# Annemeik Van Vleuten 3rd fastest time on the Izoard



## il sogno

A remarkable performance. 

Congrats to Annemeik Van Vleuten. 

Annemiek Van Vleuten was so fast up the Izoard that only two Tour de France riders could beat her on Strava - Cycling Weekly


----------



## burgrat

That is incredibly impressive. I love me some fast women!


----------



## 8toes

I realize that I am late to this thread but, I do wish the women would get more coverage. I love to watch them race. I was so glad to see van Vleuten come back from that horrific Olympics crash.


----------



## pmf

8toes said:


> I realize that I am late to this thread but, I do wish the women would get more coverage.
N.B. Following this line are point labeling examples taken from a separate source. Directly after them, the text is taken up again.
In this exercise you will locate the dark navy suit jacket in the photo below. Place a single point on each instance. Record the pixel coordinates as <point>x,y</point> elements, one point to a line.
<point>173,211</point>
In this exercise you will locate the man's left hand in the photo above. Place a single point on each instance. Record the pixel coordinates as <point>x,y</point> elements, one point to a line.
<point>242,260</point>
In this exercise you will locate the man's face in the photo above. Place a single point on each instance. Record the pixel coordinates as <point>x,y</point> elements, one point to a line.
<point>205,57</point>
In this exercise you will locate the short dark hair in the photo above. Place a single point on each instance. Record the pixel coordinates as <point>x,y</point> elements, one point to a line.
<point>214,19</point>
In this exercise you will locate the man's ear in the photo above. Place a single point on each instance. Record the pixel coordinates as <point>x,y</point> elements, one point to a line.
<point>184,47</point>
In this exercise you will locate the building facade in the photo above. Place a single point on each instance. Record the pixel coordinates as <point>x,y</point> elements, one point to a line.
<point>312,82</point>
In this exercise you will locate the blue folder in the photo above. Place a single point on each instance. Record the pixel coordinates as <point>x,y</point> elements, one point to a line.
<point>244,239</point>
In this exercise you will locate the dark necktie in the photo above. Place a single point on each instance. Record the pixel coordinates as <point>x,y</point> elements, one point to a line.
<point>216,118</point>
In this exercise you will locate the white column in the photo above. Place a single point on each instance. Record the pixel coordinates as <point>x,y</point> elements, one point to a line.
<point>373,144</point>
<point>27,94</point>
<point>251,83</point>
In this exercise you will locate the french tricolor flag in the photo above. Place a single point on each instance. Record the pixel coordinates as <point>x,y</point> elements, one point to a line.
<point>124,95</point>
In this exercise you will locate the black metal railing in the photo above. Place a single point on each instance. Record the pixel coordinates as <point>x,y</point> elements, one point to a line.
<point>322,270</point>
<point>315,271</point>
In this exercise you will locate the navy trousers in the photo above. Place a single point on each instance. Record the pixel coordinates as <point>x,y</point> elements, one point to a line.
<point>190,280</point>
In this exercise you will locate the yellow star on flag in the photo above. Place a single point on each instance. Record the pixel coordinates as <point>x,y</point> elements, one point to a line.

I love to watch them race. I was so glad to see van Vleuten come back from that horrific Olympics crash.


That was a nasty crash. She's lucky to be alive, much less still riding her bike.


----------



## Notvintage

And on a proper caliper equipped bike too! Great to see. No dork discs.


----------



## Finx

Notvintage said:


> And on a proper caliper equipped bike too! Great to see. No dork discs.


Well, that was two and a half years ago.

These days she's on a disc equipped Scott Addict.
https://www.cyclingweekly.com/news/...n-vleutens-rainbow-themed-scott-addict-446612


----------



## AlanE

Notvintage said:


> And on a proper caliper equipped bike too! Great to see. No dork discs.


I'm guessing a "dork disc" isn't what it used to be.


----------